The joys and perils of data extracts

by Alex Fridriksson

Why should I care about data extracts? If you have ever asked yourself that question then this blog post is for you!

Data extracts are not just an annoying step you need to make before uploading your viz to tableau public. They can actually be hugely beneficial to you and your workplace!


Why go slow when you can go fast?

If you are like most people, you hate slow computers, slow programs and dislike having to wait for things to load. You have better things to do than that!

That’s how data extracts can make your life better, they make your workflow and dashboards faster! Given the opportunity, wouldn’t you prefer to be racing down the street in a Porsche Carrera GT rather than slowly making your way down the street in a Ford Focus? I know I would.

Why then do so many people use the generally much slower Ford Focus? One key reason is security.

To better understand the potential tradeoff between speed and security, let’s explore a bit about how data extracts work.

When you are connecting to a data source, whether it is on your computer or in the cloud, the default settings in Tableau are set to use a live connection.

Despite what you might think, Tableau does not import your Excel spreadsheet. It establishes a link to it and constantly sends requests to and from it. That process can take some time, especially if you have a large spreadsheet. This is also true of any file or cloud connection you might have.

Having a live connection often means you will be at the mercy of your internet connection and who really wants that?

What Tableau does when it creates a data extract is that it imports a complete snapshot of your data at that point in time and stores it locally on your computer. It also indexes it and does some other magic to make it run faster, even if it is already stored locally.

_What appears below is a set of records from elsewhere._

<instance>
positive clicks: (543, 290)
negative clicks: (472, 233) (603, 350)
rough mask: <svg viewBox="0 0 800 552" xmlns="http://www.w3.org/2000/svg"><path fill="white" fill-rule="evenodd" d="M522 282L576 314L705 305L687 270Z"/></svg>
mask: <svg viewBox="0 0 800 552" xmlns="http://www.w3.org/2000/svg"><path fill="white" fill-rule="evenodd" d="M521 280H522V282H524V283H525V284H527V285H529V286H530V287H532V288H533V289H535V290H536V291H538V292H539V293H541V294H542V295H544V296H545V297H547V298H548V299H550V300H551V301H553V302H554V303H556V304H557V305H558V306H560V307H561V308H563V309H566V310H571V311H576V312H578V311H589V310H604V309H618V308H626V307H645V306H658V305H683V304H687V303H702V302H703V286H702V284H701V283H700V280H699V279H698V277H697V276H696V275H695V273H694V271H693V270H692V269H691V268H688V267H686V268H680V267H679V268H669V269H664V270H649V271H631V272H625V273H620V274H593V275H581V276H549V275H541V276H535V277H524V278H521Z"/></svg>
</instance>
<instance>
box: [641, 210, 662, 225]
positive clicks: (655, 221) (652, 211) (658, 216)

Tableau still does not import the data when it creates a data extract, but it creates a faster link than you typically get with a live connection. You can think of it as having a provincial road (live connection) vs the German autobahn (data extract).


Why be insecure when you can be secure?

One main reason not to use data extracts, to pick the Ford Focus over the Porche, is because of security.
Companies often spend a lot of effort trying to make their data secure, nobody likes a data leak.

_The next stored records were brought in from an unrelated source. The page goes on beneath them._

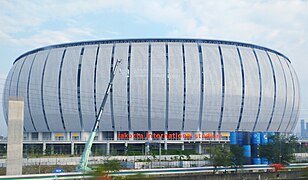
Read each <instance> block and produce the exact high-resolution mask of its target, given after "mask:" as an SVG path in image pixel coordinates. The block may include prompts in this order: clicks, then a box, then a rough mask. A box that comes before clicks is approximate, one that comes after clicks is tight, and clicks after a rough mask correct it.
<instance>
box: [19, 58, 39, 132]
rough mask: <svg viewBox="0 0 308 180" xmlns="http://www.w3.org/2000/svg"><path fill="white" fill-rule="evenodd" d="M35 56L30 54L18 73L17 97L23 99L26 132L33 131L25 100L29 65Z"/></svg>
mask: <svg viewBox="0 0 308 180" xmlns="http://www.w3.org/2000/svg"><path fill="white" fill-rule="evenodd" d="M34 57H35V54H30V55H29V56H28V57H27V60H26V61H25V63H24V65H23V67H22V69H21V71H20V78H19V82H18V96H21V97H24V104H25V112H24V127H25V129H26V131H27V132H33V131H35V129H34V126H33V124H32V119H31V116H30V114H29V106H28V98H27V93H28V90H27V87H28V78H29V73H30V68H31V64H32V62H33V60H34Z"/></svg>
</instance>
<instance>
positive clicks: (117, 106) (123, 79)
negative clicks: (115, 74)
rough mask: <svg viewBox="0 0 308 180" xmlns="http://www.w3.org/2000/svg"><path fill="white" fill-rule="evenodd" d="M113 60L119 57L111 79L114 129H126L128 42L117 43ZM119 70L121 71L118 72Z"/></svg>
mask: <svg viewBox="0 0 308 180" xmlns="http://www.w3.org/2000/svg"><path fill="white" fill-rule="evenodd" d="M114 53H115V54H114V62H113V66H114V65H115V63H116V61H117V60H118V59H119V60H121V64H119V67H118V71H117V72H116V75H115V77H114V80H113V88H112V93H113V97H112V98H113V112H114V121H115V129H116V130H119V131H128V130H129V129H128V105H127V75H128V69H127V66H128V63H127V62H128V44H117V45H116V47H115V52H114ZM120 71H121V72H120Z"/></svg>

Often you have to connect to files and servers in the cloud because only authorized people can access the data. It might be highly sensitive and therefore its located safe behind the company’s firewall.

When you make a data extract from that data, you effectively take it from that secure environment and store it on your local drive unprotected. You cannot password protect it or your workbook.

If you do much of your work on a laptop which you take with you to and from work, maybe even the pub, you risk the data being stolen along with your laptop.

There are many more things that could be said about data extracts, if you are looking for a more in-depth information about them I would recommend that you read Tableau’s three-part series on data extracts.